Strange fruit



Scrivere racconti accompagnandosi a degli standard jazz è un'impresa titanica. Uno sforzo disumano che ti strappa gli occhi dalle orbite.
Bisogna saper armonizzare le parole con la musica, diminuire di mezzo tono, almeno, il suono dello scritto, perché non si sovrapponga al testo del brano, aggiungere i contenuti del racconto poco alla volta perché seguano vie sottili e non rompano l'armonia musicale ma la rafforzino.

Tessiture da alchimisti, da chi si diletta a immaginare che battere sulla tastiera del computer sia come suonare il pianoforte. Viola questo lo sapeva bene. Ne aveva già scritti più di trenta. Si accese una sigaretta. Fumare affacciati alla finestra, nell'afa notturna di un luglio milanese ti porta veloce verso atmosfere jazz.

“Forse ho sbagliato”, pensò, “dovrei chiamarlo”.

Chiuse immediatamente gli occhi. Lo faceva sempre quando voleva scacciare una sensazione sgradevole. Spense la sigaretta mentre la Simone lasciava cadere lenta come un foglia morta la sua voce disarmante sulle parole “twisted mouth”.
“Certo, Billy è un'interprete spettacolare”, pensò, “ma Nina in Strange fruit è insuperabile”.
Chiuse gli occhi di nuovo.

Viola, le parole a volte sono soffi nel vento. Se proprio vuoi giudicarmi, guardarmi negli occhi”, le aveva detto.
"Here is a strange and bitter crop" ,mormorava la Simone e Viola continuava a tenere gli occhi chiusi.

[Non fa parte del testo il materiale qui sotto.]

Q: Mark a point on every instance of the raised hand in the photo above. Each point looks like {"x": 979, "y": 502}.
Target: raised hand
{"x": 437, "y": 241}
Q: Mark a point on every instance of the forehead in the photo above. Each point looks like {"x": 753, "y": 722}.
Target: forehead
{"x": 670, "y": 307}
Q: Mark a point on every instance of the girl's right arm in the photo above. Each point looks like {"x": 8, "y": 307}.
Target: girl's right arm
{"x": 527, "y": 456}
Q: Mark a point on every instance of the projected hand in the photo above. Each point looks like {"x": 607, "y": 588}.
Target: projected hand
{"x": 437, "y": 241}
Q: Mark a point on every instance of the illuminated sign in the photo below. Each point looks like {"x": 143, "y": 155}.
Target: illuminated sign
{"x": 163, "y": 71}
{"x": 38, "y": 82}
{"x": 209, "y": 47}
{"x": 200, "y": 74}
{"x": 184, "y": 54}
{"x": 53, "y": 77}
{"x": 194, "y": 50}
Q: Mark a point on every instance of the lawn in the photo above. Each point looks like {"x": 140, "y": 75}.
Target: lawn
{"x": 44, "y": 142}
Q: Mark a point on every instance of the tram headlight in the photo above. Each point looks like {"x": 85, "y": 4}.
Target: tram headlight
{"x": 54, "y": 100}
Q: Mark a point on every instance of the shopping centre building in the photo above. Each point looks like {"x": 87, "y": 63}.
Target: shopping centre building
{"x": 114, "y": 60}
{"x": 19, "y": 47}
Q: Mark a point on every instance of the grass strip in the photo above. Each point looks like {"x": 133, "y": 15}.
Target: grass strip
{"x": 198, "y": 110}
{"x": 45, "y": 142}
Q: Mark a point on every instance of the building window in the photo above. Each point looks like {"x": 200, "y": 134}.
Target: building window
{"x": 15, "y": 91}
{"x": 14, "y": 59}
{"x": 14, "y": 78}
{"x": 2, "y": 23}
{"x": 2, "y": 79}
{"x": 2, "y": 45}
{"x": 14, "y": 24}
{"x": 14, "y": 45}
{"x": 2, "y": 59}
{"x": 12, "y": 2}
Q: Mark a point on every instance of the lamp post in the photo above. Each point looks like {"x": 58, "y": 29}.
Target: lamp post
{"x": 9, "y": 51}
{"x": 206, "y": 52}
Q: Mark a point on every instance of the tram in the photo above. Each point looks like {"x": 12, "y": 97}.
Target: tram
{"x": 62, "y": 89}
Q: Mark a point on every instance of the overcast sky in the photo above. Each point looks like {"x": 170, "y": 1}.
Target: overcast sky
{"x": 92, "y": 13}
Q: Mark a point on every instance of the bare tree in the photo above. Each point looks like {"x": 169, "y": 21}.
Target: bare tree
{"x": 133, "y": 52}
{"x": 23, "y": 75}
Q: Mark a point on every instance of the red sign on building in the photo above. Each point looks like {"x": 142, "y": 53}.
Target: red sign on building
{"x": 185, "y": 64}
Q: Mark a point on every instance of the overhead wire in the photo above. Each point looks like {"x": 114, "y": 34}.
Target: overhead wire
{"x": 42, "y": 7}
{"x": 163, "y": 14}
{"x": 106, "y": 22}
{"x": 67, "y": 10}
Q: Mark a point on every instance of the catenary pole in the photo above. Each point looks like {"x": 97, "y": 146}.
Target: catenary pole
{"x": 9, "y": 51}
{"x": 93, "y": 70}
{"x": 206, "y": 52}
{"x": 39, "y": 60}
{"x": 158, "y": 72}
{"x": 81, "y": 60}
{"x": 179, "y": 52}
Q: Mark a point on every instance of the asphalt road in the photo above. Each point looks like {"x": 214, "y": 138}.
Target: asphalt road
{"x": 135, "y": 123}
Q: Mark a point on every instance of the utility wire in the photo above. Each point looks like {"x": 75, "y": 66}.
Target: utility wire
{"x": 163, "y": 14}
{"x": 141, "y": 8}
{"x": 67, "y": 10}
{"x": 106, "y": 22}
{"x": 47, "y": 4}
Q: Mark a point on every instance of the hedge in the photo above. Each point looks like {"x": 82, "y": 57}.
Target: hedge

“Parole appese, sanguinanti, senza vita, con le radici coperte di sangue”, pensò rabbiosa.
Chiuse gli occhi di nuovo. Faceva male, troppo male. “Io con le parole ci lavoro, sono il mio sostentamento”. Gli aveva risposto. Lui l'aveva guardata a lungo. Uno sguardo indecifrabile. Poi, senza dire nulla, si era alzato e era uscito. In gola le era rimasto un nodo antico, una smorfia che le faceva contorcere la bocca.

“Nina è così commovente nel suo pronunciare sweet and fresh”, pensò chiudendo di nuovo gli occhi. La notte milanese sembrava schiacciare tutto in un senso di vuoto ovattato. In lontananza un ubriaco cantava in una lingua a lei sconosciuta, sicuramente dell'est. A quell'ora passavano poche macchine.
Si sedette di nuovo davanti al computer. Chiuse il file del racconto e aprì sull'elaboratore di testi un nuovo file. Lo aveva fatto milioni di volte: Parole come balsami, come nenie antiche che rassicurano. Parole immense, eppure piccole, capaci di lenire le sue ferite. Parole come baci sensuali tra amanti. Parole che elevano l'esistenza a Vita. Le aveva usate da sempre come un caldo maglione islandese da indossare nelle notti di gelo, scrivendole di getto, senza pensare a altro che al pianoforte immaginario che le sembrava di suonare ogni volta che si abbandonava al flusso della sua scrittura improvvisata con la maestria di un jazzista. Parole pizzicate con la genialità di Segovia, vibrate come un violoncello. Scale musicali, intervalli, accordi, fatti di lettere e suoni che ti lasciano spossati come dopo una notte d'amore.

“No Dani”, pensava mentre le sue dita leggere sembravano suonare sulla tastiera del computer la partita numero due di Bach, “nessuno sguardo può contenere il valore di una parola, di una lettera.”

Poi, chiudendo ancora una volta gli occhi, si ricordò di come lui l'aveva guardata la prima volta, come se l'avesse conosciuta da sempre, silenzioso e teso come ragazzino al primo appuntamento.
Tienili chiusi ancora, si disse, ancora qualche secondo. Fa male, fa troppo male.

"Here is a strange and bitter crop" - cantava Nina e sembrava che su quel verso il cielo si chiudesse su se stesso. Nemmeno più l'ubriaco dell'est si sentiva cantare. Silenzio. Viola immobile, gli occhi chiusi, le mani appoggiate sulla tastiera senza più scrivere.
"Tienili chiusi ancora", ripeteva a se stessa, "passerà come tutte le altre volte".

Seduto davanti a lei Dani le sussurrò piano “apri gli occhi, Viola; sono tornato, per restare”.